Labs: remarkable for BNP >2000, no prior value. Troponin 0.01.
Conclusion: The patient was subsequently admitted for new onset CHF. Following the echocardiogram which demonstrated the above, the patient was gradually diuresed with plans for RHC to further clarify RVSP with the goal of starting pulmonary vasodilator therapy. RHC was performed 9 days after admission following volume optimization and demonstrated PA 78/36. Pulmonary vasodilator therapy was initiated and the patient was discharged home on these medications.

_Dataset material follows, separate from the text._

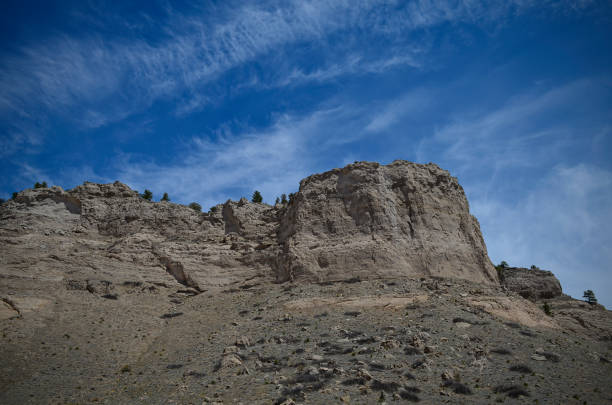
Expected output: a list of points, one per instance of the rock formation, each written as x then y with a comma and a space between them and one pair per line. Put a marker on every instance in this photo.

This patient’s EKG from admission is very consistent with right ventricular hypertrophy and severe pulmonary hypertension. This is evidenced by the new right axis deviation. Further evidence is the qR complex with predominantly upgoing QRS in V1 and T wave inversions inferiorly and in the anterior chest leads.

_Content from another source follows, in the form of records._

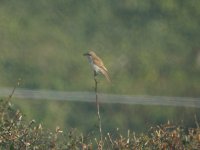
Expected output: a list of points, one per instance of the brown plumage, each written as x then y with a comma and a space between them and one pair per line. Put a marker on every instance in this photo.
97, 64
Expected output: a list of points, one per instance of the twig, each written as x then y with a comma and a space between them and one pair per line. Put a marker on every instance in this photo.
98, 113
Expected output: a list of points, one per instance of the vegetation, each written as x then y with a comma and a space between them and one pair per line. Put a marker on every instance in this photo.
17, 133
150, 47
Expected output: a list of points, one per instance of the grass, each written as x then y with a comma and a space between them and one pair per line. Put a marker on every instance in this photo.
18, 133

EKG evidence of Pulmonary Hypertension:
- right axis deviation (deep S wave in I)
- qR complex with predominantly upgoing QRS in V1 ("shortevity sign" - Littman)

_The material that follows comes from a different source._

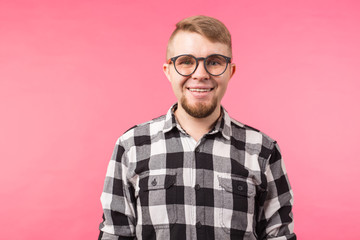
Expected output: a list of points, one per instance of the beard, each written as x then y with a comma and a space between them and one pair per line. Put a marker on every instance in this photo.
199, 110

- signs of RV strain (T-wave inversions in inferior and anterior chest leads)
- In combination, the above findings are very specific indicators of pulmonary hypertension
Blyth et. al. Quantitative estimation of right ventricular hypertrophy using ECG criteria in patients with pulmonary hypertension: A comparison with cardiac MRI. Pulm Circ. 2011. 470-4.
Whitman et al. Validity of the surface electrocardiogram criteria for right ventricular hypertrophy: the MESA-RV study. J Am Coll Cardiol. 2014 Feb 25; 63:672-81.